Location: Livestock Arthropod Pests Research
Project Number: 3094-32000-042-40-S
Project Type: Non-Assistance Cooperative Agreement
Start Date: Jul 15, 2019
End Date: Jun 30, 2021
Eradication of Cattle Fever Ticks (CFT) from infested rangelands in Texas has been made more complicated by involvement of alternate hosts including white-tailed deer (WTD) and nilgai antelope. In previous work, including the 2018 Omnibus Project Nilgai Modeling, we integrated a 3rd host, nilgai antelope, into a spatially explicit, individual based model previously designed with cattle and white-tailed deer and applied to CFT-infested south Texas rangeland landscape systems. The model was applied to evaluate the roles of nilagi antelope and white-tailed deer in distributing and sustaining CFT populations. The model has been vetted by peer review and now provides the platform to evaluate a number of critical system elements driving the spread of CFT, the population dynamics of CFT, and treatment options for tick suppression under a variety of multiple host species situations. This approach to assessing CFT eradication scenarios is expected to provide essential a priori guidance to optimal tactics, strategies, and operational decisions to the Cattle Fever Tick Eradication Program. Objectives include: 1) To determine the threshold efficacy of a product/delivery system needed within different population densities of nilgai antelope and/or white-tailed deer to achieve CFT eradication with and without cattle in the system, 2) To evaluate spatial distribution of treatment stations on product/treatment efficacy, 3) To evaluate the impact of wildlife population regulation on the dispersal and population dynamics of CFT eradication strategies, 4) To compare the influence of different spatial distributions of habitat types for cattle, WTD, nilgai and CFT on the risks of developing refuge populations of CFT, and 5) To identify strategies for CFT refuge identification and elimination.

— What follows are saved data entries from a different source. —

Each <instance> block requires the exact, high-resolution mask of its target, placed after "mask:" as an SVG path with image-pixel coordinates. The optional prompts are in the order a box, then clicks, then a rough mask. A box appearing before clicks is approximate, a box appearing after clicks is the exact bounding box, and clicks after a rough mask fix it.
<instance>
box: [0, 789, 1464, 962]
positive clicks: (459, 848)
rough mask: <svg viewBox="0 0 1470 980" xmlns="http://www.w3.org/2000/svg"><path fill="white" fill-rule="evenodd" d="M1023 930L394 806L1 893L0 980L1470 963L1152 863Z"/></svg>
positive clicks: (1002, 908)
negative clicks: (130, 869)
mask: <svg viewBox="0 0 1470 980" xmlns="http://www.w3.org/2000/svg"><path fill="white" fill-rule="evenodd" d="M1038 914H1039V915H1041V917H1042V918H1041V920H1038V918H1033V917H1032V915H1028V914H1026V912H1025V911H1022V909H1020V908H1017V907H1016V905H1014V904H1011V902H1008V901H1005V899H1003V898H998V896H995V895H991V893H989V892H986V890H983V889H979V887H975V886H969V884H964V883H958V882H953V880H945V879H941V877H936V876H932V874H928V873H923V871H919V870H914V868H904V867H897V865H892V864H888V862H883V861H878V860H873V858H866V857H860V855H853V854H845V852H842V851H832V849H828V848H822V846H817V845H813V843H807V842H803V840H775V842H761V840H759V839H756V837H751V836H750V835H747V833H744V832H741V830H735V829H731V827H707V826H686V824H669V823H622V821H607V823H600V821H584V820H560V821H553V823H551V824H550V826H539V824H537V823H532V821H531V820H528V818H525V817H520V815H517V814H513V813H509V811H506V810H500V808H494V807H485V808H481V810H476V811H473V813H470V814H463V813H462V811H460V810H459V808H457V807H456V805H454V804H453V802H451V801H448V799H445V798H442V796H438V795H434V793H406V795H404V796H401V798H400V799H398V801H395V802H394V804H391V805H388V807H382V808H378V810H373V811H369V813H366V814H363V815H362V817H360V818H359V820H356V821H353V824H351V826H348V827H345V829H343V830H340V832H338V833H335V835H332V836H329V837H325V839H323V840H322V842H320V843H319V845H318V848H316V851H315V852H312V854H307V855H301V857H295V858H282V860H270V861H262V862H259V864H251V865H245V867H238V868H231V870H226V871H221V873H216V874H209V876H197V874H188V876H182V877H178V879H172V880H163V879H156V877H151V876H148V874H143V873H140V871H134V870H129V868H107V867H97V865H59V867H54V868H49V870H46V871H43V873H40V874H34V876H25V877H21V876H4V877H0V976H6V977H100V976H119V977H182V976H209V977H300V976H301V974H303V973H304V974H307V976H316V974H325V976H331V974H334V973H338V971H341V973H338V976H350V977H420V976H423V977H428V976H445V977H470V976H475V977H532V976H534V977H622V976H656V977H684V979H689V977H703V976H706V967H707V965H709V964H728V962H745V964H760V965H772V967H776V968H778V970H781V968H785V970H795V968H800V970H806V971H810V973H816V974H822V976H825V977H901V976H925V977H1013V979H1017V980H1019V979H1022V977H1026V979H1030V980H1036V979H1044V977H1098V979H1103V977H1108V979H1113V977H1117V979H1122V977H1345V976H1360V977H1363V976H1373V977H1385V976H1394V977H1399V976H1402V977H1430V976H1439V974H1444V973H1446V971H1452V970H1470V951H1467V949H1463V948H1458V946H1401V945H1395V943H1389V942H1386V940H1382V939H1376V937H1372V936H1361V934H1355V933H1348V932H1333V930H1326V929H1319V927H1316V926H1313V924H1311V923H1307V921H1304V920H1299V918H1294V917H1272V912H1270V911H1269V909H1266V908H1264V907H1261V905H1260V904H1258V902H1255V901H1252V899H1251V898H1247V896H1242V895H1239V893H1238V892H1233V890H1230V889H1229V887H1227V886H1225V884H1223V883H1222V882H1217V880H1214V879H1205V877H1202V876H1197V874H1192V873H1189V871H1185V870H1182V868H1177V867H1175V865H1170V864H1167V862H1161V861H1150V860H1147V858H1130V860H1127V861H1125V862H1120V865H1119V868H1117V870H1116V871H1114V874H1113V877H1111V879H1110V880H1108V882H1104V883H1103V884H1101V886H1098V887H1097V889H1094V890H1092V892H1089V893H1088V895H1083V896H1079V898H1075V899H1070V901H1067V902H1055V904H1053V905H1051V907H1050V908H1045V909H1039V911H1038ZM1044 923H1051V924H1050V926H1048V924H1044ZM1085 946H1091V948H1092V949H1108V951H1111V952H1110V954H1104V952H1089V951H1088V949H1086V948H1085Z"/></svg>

This project team will utilize previous treatment and efficacy data for products and delivery methods currently used and hypothetically considered for cattle fever tick (CFT) suppression on cattle and white-tailed deer (WTD), as well as data from ongoing studies of products/treatments for nilgai, but will apply these to spatial, temporal and species specific applications. The modeling efforts will be further informed by data being collected from the ongoing field project entitled Multi-source Data Collection to Enhance Predictive Modeling for the Control of Cattle Fever Ticks, other ongoing projects developing specific biological and chemical treatments of nilgai, and additional data on telemetry of nilgai movement. Our goal is to provide a meaningful tool and methods for a priori evaluations of treatment scenarios and information meaningful for operational assessments of current and future technological applications. The existing modeling platform will be used to integrate spatial data for landscape characteristics, host-animal movement and tick population dynamics. Model performance will be evaluated by comparing simulated population dynamics, movement patterns, and CFT loads on each host-type with independent sets of analogous field observations. The impacts of each host-type independently and collectively will be assessed by simulating the daily spatial/temporal dynamics of off-host larval CFT populations and the temporal dynamics of adult CFT on each host species over a time period of up to 4 years under a variety of tick suppression protocols and tactics. Each protocol will be simulated under a variety of assumptions regarding cattle stocking rates, WTD densities, nilgai densities, and environmental conditions of temperature, humidity and precipitation. The following data will provide the basis to analyze hypotheses under project objectives 1-4: 1) post-treatment off-host larval tick densities and distribution within the landscape to establish the threshold of suppression necessary at each ratio of host species, 2) cumulative number of days of co-occurrence among the 3 host species in each habitat cell within the landscape.